Regarding the different stripping procedures used, it appears that hematoma size was smaller after use of a mosquito forceps, removal of venous branches prior to stripping, and use of compression stockings. Patients reported less pain following the invagination stripping procedure compared with other procedures.
Patients in the Daflon 500 mg treatment group had smaller hematoma and a lower consumption of analgesics. These patients also experienced a significant improvement in symptoms of CVD as well as in qualityof- life parameters. The findings of this study show that better results were obtained by administering Daflon 500 mg 14 days prior to surgery and 14 days postsurgery. The administration of a phlebotropic agent, such as Daflon 500 mg, can be helpful in mitigating postoperative pain and hematoma after stripping of the GSV.

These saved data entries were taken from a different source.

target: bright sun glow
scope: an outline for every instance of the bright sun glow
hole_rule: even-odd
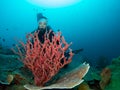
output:
[[[76,4],[81,0],[28,0],[28,1],[32,4],[36,4],[41,7],[56,8]]]

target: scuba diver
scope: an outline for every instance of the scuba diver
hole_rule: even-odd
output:
[[[35,30],[35,31],[39,31],[38,33],[38,38],[40,40],[41,43],[44,43],[44,34],[46,32],[49,32],[51,29],[51,27],[48,25],[48,20],[45,16],[42,15],[42,13],[38,13],[37,14],[37,22],[38,22],[38,28]],[[33,31],[32,33],[34,33],[35,31]],[[52,37],[54,36],[54,32],[51,31],[50,34],[49,34],[49,39],[50,41],[52,41]],[[33,42],[34,43],[34,42]],[[59,43],[58,43],[59,44]],[[83,48],[80,48],[78,50],[73,50],[72,52],[74,54],[78,54],[80,53],[81,51],[83,51]],[[69,52],[65,52],[65,57],[68,58],[70,55],[69,55]]]
[[[38,28],[35,31],[39,31],[38,38],[41,43],[44,43],[44,34],[46,33],[46,31],[48,33],[52,29],[47,23],[48,22],[47,18],[44,17],[42,13],[37,14],[37,22],[38,22]],[[32,33],[34,33],[35,31],[33,31]],[[51,31],[49,34],[50,42],[52,41],[53,36],[54,36],[53,31]]]
[[[50,30],[52,30],[52,28],[48,25],[48,20],[45,16],[42,15],[42,13],[38,13],[37,14],[37,22],[38,22],[38,28],[35,31],[39,31],[38,33],[38,37],[41,43],[44,43],[44,34],[45,32],[49,32]],[[33,31],[32,33],[34,33],[35,31]],[[54,31],[51,31],[49,34],[49,39],[50,41],[52,41],[52,37],[54,36]],[[83,51],[83,48],[80,48],[78,50],[74,50],[72,51],[74,54],[78,54],[79,52]],[[66,55],[68,55],[68,53],[66,53]]]

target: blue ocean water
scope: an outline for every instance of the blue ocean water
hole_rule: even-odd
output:
[[[81,0],[61,8],[43,8],[27,0],[0,0],[0,44],[11,48],[37,28],[37,13],[48,18],[56,32],[61,30],[73,50],[92,60],[120,55],[120,0]]]

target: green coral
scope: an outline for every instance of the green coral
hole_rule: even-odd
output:
[[[112,64],[108,66],[111,69],[111,81],[105,90],[120,90],[120,56],[113,59]]]

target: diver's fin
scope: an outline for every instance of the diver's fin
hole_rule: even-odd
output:
[[[72,53],[74,53],[74,54],[78,54],[78,53],[80,53],[80,52],[82,52],[83,51],[83,48],[80,48],[80,49],[78,49],[78,50],[73,50],[72,51]],[[70,54],[69,54],[70,52],[65,52],[65,57],[69,57],[70,56]]]
[[[82,52],[83,51],[83,48],[80,48],[80,49],[78,49],[78,50],[73,50],[72,52],[74,53],[74,54],[78,54],[78,53],[80,53],[80,52]]]

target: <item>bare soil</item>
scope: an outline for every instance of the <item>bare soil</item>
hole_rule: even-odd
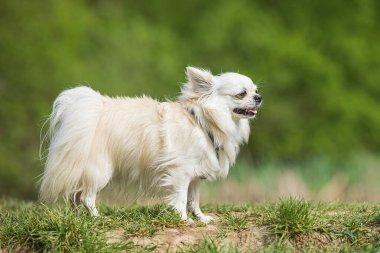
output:
[[[266,232],[263,228],[250,226],[240,232],[220,233],[217,225],[205,226],[188,225],[178,228],[161,228],[152,237],[129,237],[124,236],[123,230],[107,233],[108,243],[118,243],[124,240],[132,241],[135,246],[145,247],[155,245],[155,252],[175,252],[179,249],[198,245],[203,239],[213,239],[219,246],[233,246],[241,251],[257,250],[265,244]]]

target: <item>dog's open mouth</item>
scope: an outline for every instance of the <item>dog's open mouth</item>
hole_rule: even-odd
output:
[[[254,117],[257,114],[256,108],[235,108],[234,113],[240,114],[246,117]]]

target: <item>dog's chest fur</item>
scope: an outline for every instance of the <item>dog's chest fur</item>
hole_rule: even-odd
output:
[[[208,180],[226,177],[239,145],[248,141],[248,120],[234,121],[216,112],[210,117],[200,108],[179,103],[161,106],[164,162],[159,166],[193,167],[192,177]]]

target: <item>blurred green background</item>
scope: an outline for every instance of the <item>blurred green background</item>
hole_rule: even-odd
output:
[[[174,99],[193,65],[248,75],[264,97],[209,194],[378,200],[379,24],[377,0],[2,0],[0,195],[36,199],[40,129],[60,91]]]

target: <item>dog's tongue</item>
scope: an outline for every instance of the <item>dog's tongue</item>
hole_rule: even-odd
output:
[[[257,110],[256,109],[248,109],[247,110],[249,113],[253,113],[253,114],[256,114],[257,113]]]

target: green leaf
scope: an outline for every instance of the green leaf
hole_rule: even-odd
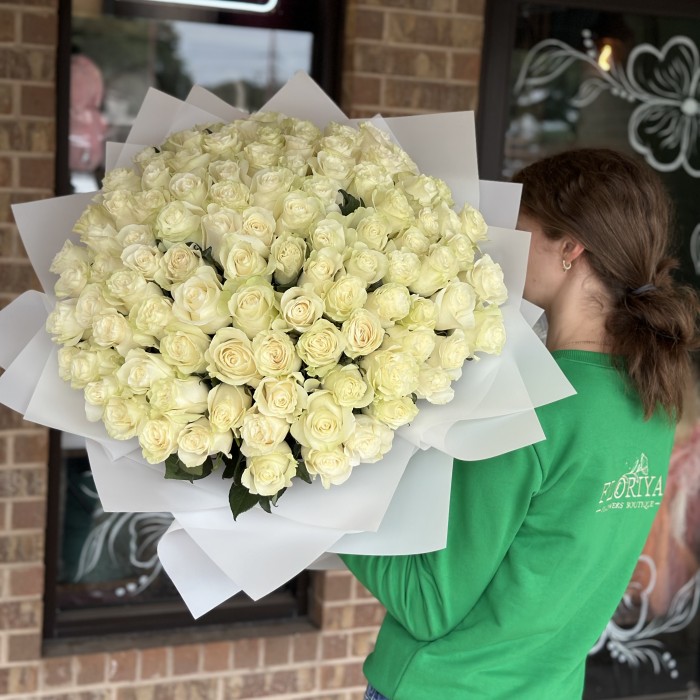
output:
[[[309,474],[309,470],[306,468],[306,464],[304,463],[303,459],[297,460],[297,476],[307,484],[310,484],[313,481],[313,478],[311,477],[311,474]]]
[[[365,203],[362,201],[362,198],[357,199],[357,197],[353,197],[349,192],[346,192],[345,190],[338,190],[338,192],[340,192],[340,194],[343,196],[343,203],[340,205],[340,213],[343,216],[352,214],[355,211],[355,209],[365,206]]]
[[[209,457],[197,467],[186,467],[176,454],[170,455],[165,460],[165,478],[179,479],[180,481],[196,481],[209,476],[213,469],[212,461]]]
[[[260,496],[251,493],[242,484],[232,484],[231,490],[228,492],[228,503],[233,519],[235,520],[241,513],[250,510],[259,500]]]
[[[270,508],[270,497],[269,496],[260,496],[260,498],[258,499],[258,503],[260,504],[260,507],[266,513],[272,513],[272,510]]]

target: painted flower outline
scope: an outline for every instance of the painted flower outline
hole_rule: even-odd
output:
[[[627,78],[641,104],[630,116],[630,145],[660,172],[700,177],[700,54],[686,36],[659,50],[636,46]]]

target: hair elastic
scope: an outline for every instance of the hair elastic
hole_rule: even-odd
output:
[[[655,290],[656,290],[656,287],[653,284],[648,283],[648,284],[643,284],[641,287],[637,287],[637,289],[633,289],[630,292],[630,294],[633,297],[638,297],[642,294],[646,294],[647,292],[653,292]]]

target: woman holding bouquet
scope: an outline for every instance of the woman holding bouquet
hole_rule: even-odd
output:
[[[445,549],[343,555],[387,609],[368,700],[580,698],[664,493],[698,300],[671,277],[666,194],[607,150],[535,163],[525,297],[576,395],[546,440],[454,468]]]

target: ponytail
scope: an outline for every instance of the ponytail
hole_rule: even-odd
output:
[[[605,286],[612,306],[606,340],[641,400],[645,417],[662,406],[675,419],[693,381],[700,304],[677,284],[669,256],[671,207],[646,165],[606,149],[569,151],[533,163],[513,178],[522,210],[545,235],[565,234]]]

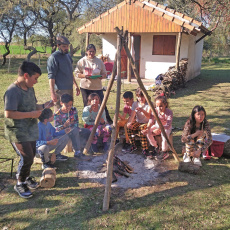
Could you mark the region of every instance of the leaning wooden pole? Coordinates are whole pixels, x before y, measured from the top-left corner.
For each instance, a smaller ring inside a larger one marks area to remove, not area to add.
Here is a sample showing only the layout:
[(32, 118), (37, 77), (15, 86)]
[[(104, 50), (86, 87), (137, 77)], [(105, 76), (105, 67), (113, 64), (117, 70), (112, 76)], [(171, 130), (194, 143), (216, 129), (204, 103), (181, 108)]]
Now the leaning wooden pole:
[(96, 129), (98, 127), (98, 124), (101, 120), (101, 116), (102, 116), (102, 113), (105, 109), (105, 106), (106, 106), (106, 103), (108, 101), (108, 98), (109, 98), (109, 94), (110, 94), (110, 91), (111, 91), (111, 88), (113, 86), (113, 82), (114, 82), (114, 79), (115, 79), (115, 76), (116, 76), (116, 72), (117, 72), (117, 55), (115, 57), (115, 61), (114, 61), (114, 65), (113, 65), (113, 71), (112, 71), (112, 74), (111, 74), (111, 78), (110, 78), (110, 81), (108, 83), (108, 86), (107, 86), (107, 89), (106, 89), (106, 92), (105, 92), (105, 96), (104, 96), (104, 99), (101, 103), (101, 106), (100, 106), (100, 109), (99, 109), (99, 112), (97, 114), (97, 117), (96, 117), (96, 120), (95, 120), (95, 123), (94, 123), (94, 126), (93, 126), (93, 129), (90, 133), (90, 136), (89, 136), (89, 139), (85, 145), (85, 148), (84, 148), (84, 151), (83, 153), (84, 154), (88, 154), (88, 151), (89, 151), (89, 148), (91, 146), (91, 143), (93, 141), (93, 137), (95, 135), (95, 132), (96, 132)]
[[(117, 31), (117, 33), (120, 32), (119, 28), (117, 28), (117, 27), (115, 28), (115, 30)], [(126, 41), (127, 39), (124, 39), (124, 40)], [(137, 71), (136, 65), (135, 65), (134, 60), (133, 60), (133, 58), (132, 58), (132, 55), (131, 55), (131, 53), (130, 53), (130, 51), (129, 51), (129, 49), (128, 49), (127, 42), (124, 42), (124, 48), (125, 48), (125, 51), (126, 51), (126, 54), (127, 54), (128, 58), (129, 58), (129, 60), (130, 60), (130, 63), (131, 63), (131, 66), (132, 66), (134, 75), (135, 75), (135, 77), (136, 77), (136, 79), (137, 79), (137, 82), (138, 82), (138, 84), (139, 84), (139, 86), (140, 86), (140, 88), (141, 88), (141, 90), (142, 90), (142, 92), (143, 92), (143, 94), (144, 94), (144, 96), (145, 96), (145, 98), (146, 98), (146, 100), (147, 100), (147, 103), (149, 104), (151, 110), (152, 110), (153, 113), (154, 113), (154, 116), (155, 116), (155, 118), (156, 118), (156, 120), (157, 120), (157, 123), (158, 123), (159, 126), (160, 126), (161, 132), (162, 132), (163, 136), (165, 137), (165, 139), (166, 139), (166, 141), (167, 141), (167, 144), (169, 145), (170, 150), (171, 150), (172, 153), (173, 153), (173, 157), (175, 158), (176, 161), (180, 162), (180, 159), (179, 159), (179, 157), (178, 157), (178, 155), (177, 155), (175, 149), (173, 148), (172, 144), (170, 143), (170, 141), (169, 141), (169, 139), (168, 139), (167, 134), (165, 133), (164, 127), (163, 127), (163, 125), (162, 125), (162, 123), (161, 123), (161, 121), (160, 121), (160, 119), (159, 119), (159, 117), (158, 117), (158, 115), (157, 115), (157, 113), (156, 113), (156, 110), (155, 110), (155, 108), (154, 108), (154, 106), (153, 106), (153, 103), (152, 103), (152, 101), (151, 101), (151, 98), (149, 97), (149, 95), (148, 95), (148, 93), (147, 93), (147, 91), (146, 91), (146, 89), (145, 89), (145, 87), (144, 87), (144, 85), (143, 85), (143, 83), (142, 83), (142, 81), (141, 81), (141, 78), (140, 78), (139, 73), (138, 73), (138, 71)]]
[(110, 202), (110, 194), (111, 194), (111, 184), (112, 184), (112, 173), (113, 173), (113, 155), (114, 155), (114, 147), (116, 141), (116, 130), (117, 130), (117, 121), (118, 114), (120, 111), (120, 97), (121, 97), (121, 36), (117, 34), (117, 97), (116, 97), (116, 111), (113, 120), (113, 130), (112, 130), (112, 138), (109, 149), (109, 155), (107, 160), (107, 177), (106, 177), (106, 185), (105, 185), (105, 194), (103, 201), (103, 211), (107, 211), (109, 209)]
[(178, 35), (177, 48), (176, 48), (176, 70), (177, 71), (179, 71), (179, 63), (180, 63), (181, 38), (182, 38), (182, 28)]

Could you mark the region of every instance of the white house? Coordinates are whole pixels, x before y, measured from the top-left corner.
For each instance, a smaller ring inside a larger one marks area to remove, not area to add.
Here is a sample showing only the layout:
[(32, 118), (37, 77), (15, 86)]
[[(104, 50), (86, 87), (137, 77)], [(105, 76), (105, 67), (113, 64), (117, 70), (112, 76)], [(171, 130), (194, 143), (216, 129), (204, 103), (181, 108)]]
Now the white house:
[[(114, 60), (115, 27), (128, 30), (130, 50), (141, 78), (155, 79), (181, 58), (188, 58), (187, 80), (200, 74), (202, 38), (210, 33), (201, 22), (153, 1), (125, 0), (78, 28), (78, 32), (87, 33), (87, 41), (90, 34), (100, 34), (103, 55)], [(123, 51), (122, 71), (128, 69)]]

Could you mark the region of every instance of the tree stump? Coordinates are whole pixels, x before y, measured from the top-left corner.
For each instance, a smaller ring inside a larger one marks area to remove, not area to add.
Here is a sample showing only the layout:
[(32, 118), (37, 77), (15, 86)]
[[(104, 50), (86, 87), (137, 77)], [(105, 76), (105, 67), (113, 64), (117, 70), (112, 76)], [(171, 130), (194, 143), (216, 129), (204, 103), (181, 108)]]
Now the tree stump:
[(230, 140), (228, 140), (228, 141), (226, 141), (224, 143), (224, 153), (223, 153), (223, 155), (230, 157)]
[(42, 172), (40, 185), (43, 188), (52, 188), (56, 182), (56, 170), (53, 168), (46, 168)]
[(178, 170), (181, 172), (187, 172), (191, 174), (201, 174), (201, 167), (199, 165), (195, 165), (192, 162), (183, 162), (179, 163)]

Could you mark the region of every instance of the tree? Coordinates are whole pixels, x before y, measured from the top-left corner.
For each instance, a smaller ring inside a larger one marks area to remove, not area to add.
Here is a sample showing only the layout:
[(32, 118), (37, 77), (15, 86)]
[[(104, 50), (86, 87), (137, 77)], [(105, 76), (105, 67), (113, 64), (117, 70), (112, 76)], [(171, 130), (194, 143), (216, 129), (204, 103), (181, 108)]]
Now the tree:
[(9, 11), (5, 11), (1, 14), (0, 21), (0, 38), (5, 43), (6, 52), (2, 55), (3, 62), (2, 65), (6, 64), (6, 57), (10, 54), (10, 43), (12, 41), (16, 24), (17, 24), (17, 15), (15, 14), (14, 7), (9, 9)]

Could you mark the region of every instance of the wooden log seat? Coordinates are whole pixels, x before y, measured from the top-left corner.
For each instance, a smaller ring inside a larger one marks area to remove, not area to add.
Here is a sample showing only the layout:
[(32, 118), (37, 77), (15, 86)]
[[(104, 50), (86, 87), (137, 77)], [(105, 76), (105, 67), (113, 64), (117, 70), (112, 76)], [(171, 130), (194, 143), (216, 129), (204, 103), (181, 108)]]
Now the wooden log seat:
[(43, 188), (52, 188), (56, 182), (56, 170), (53, 168), (46, 168), (42, 172), (40, 185)]

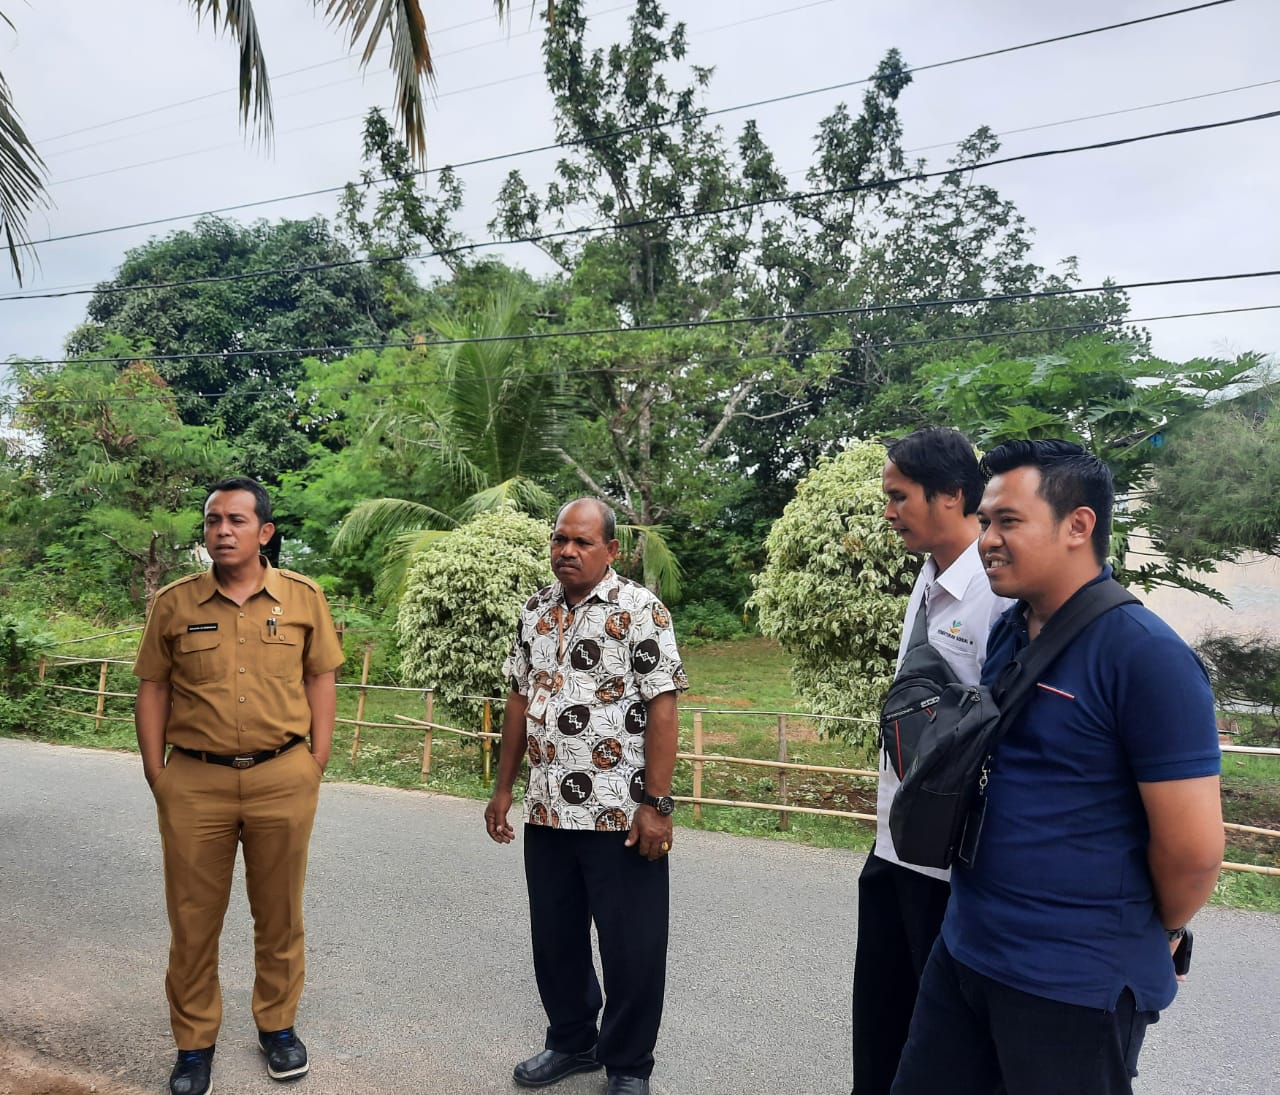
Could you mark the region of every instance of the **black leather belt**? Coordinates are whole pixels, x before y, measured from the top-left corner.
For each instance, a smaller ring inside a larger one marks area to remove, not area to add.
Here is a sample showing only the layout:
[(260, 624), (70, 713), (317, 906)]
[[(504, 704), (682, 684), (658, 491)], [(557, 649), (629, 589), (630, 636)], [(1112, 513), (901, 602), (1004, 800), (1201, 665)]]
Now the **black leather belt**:
[(273, 757), (278, 757), (286, 750), (292, 749), (298, 742), (306, 740), (306, 738), (293, 737), (279, 749), (264, 749), (261, 753), (241, 753), (234, 757), (225, 756), (222, 753), (205, 753), (200, 749), (184, 749), (181, 745), (175, 745), (174, 749), (188, 757), (202, 760), (206, 764), (222, 764), (227, 768), (252, 768), (255, 764), (265, 764)]

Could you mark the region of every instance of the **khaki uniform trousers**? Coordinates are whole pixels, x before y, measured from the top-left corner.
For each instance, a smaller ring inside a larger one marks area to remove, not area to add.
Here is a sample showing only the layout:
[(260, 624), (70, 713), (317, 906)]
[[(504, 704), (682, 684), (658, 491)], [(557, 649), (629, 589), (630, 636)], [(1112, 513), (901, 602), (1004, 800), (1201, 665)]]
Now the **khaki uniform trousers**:
[(305, 742), (243, 770), (174, 750), (156, 778), (172, 933), (165, 991), (179, 1049), (218, 1039), (218, 942), (237, 844), (244, 845), (253, 914), (254, 1021), (259, 1030), (293, 1026), (305, 972), (302, 886), (320, 780)]

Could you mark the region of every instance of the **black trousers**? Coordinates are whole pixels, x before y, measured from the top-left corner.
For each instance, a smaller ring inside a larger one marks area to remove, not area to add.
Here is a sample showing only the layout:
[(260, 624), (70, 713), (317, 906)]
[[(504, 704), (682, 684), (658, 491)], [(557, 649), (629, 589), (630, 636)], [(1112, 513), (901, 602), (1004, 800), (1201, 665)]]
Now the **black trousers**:
[(874, 848), (867, 856), (853, 968), (854, 1095), (889, 1095), (950, 895), (949, 882), (881, 859)]
[(525, 880), (546, 1048), (581, 1053), (594, 1045), (610, 1075), (647, 1077), (666, 987), (670, 870), (666, 859), (651, 863), (624, 847), (626, 837), (526, 825)]
[(1159, 1017), (1138, 1011), (1128, 989), (1115, 1011), (1021, 992), (957, 962), (939, 939), (893, 1095), (1132, 1095)]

Results of this study were first presented at the Phlebology Congress held in Hradec Králové, from 21 to 22 October, 2004.
This article is a translation of the original article published in the journal Rozhl Chir: Veverková L, Jedlička V, Wechsler J, Kalač J. Analysis of surgical procedures on the vena saphena magna in the Czech Republic and an effect of Detralex during its stripping [in Czech]. Rozhl Chir. 2005;84,410-416. Published here with the kind permission of Dr Tomáš Polák.